As a founder, hiring your first salesperson can be daunting and the criteria for doing so can be ambiguous as you are embarking on unfamiliar territory. The following should help frame your considerations and organize your efforts in the process of taking your business to the next level.
The following discussion is most relevant for those founders who are in the early stage – proven product fit or fully launched. Depending on your company’s growth stage, you will need a different level of sales talent.
1. You can document the sales process
You understand your customer base and intended audience and have intimate familiarity with all buyer personas. For instance, you should understand how end users, line managers, and financial decision makers will think of your solution. You know what triggers compel them to make buying decisions and understand how they think of your solution within the competitive landscape. This familiarity with the audience also means that you have completed early experiments around pricing, messaging and sales processes like demo and follow up procedures.
This understanding should be documented by drafting an ideal customer profile and a list of buyer personas. Each of these sales process documents should be comprehensive and thorough such that a new hire with very little familiarity with your process would understand exactly who the intended audience is and how your solution addresses their concerns. High customer orientation is a key characteristic of your next hire, if you can’t communicate this to your early sales team members, you are setting them up for failure. Fitting square pegs in round holes or selling ice to eskimos is distracting and unproductive as you attempt to achieve scale. To ensure that your market perspective and customer focus is embedded in the DNA of your team, create clear documents that your first sales hire can reference to get started with selling your solution.
You should also be able to document the lead handling process. Since you are considering hiring a salesperson, you likely have developed a lead mechanism that is generating a predictable number of leads in a given period of time. Show your growing team how you close deals, explain the deal cycle and the common steps associated with turning leads into customers. This document should answer questions like:
- How long is the deal cycle?
- What are the roles of the decision makers?
- Is there a free trial?
2. You have exhausted automation
We are in the age of automation, at this point you have employed tools to engage customers on the top of your funnel. You probably have sales automation tools in place that will push content to information seekers until they raise their hand to talk to you. In other words, your pipeline exist and it is growing.

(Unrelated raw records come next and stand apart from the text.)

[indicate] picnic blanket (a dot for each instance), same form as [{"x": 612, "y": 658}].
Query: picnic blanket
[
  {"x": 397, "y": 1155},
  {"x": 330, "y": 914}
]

You will need to hire a first salesperson if these conversations are too numerous or too complex for you to handle alone. If you are selling a complex solution that touches several lines of business or even the entire enterprise your sales process likely includes multiple demos, free trials, and technical conversations. It is very difficult for founders to manage all of these interactions with more than a few prospects at a time. If you see that these activities are taking you away from engineering or developing the feature roadmap for your product, you need to hire someone else to focus on these activities.

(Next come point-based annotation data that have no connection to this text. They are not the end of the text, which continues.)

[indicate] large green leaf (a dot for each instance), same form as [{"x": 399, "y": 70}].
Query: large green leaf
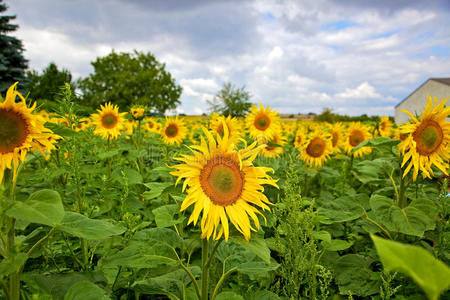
[
  {"x": 164, "y": 215},
  {"x": 85, "y": 290},
  {"x": 415, "y": 219},
  {"x": 354, "y": 276},
  {"x": 92, "y": 229},
  {"x": 156, "y": 189},
  {"x": 12, "y": 263},
  {"x": 432, "y": 275},
  {"x": 256, "y": 245},
  {"x": 343, "y": 209},
  {"x": 42, "y": 207}
]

Another indication that you should bring in a first salesperson is when you see that deals are not being optimized. As you get started, watching new customers sign up with their credit card is exciting. When you see these self-service sign ups you can be sure that your service or product is answering a real market need. Can this be amplified? Do you see you low tier sign ups from large companies? In order to scale and meet your goals, ASP needs to be optimized as early as possible. Even at this early stage, you should work toward delivering maximum value and not leave money on the table. The best way to do this is hire an experienced salesperson who can communicate value in a manner that allows you to reach maximum revenue for each customer.
3. You need a lab manager
Startups are exercises in iteration, you are constantly looking for ways to get the most out of each customer conversation, every piece of marketing content, and every new lead. As you grow your company, these sales experiments are taking place on business and technical teams simultaneously. If you need someone to own the improvement of the customer experience, you need to bring in a salesperson to help fine tune this aspect of your practice. If you have some wins under your belt, but have trouble answering questions about why some customers go dark after the demo or how to increase deal size, you can bring in someone to help with experiments that will optimize these pipeline dynamics.
If you do not have someone who is responsible for continuously making the customer journey better, you are likely missing important data from your audience. A salesperson is primarily responsible for closing net new revenue, but on the way to do doing this they are an invaluable resource of qualitative and quantitative data. With proper CRM usage, you will be able to drill down on the cost and value of activities like introduction/discovery calls and demos. Understanding these metrics will tighten up your ability to forecast, set realistic goals, and drive enterprise value.
Revenue growth will be the ultimate measure of your company’s success. Under-investing in sales is a common mistake for startups. It is never too early to develop a thoughtful approach toward hiring a strong business team that will allow your product to permeate the mindshare of your audience. The intentionality and structure you undoubtedly used to execute the product vision should be matched in the area of go-to-market activities. Companies that have a strong ability to educate the market and connect with customer needs will outperform their competition. Your early sales talent will be instrumental in shaping how your team delivers in this regard.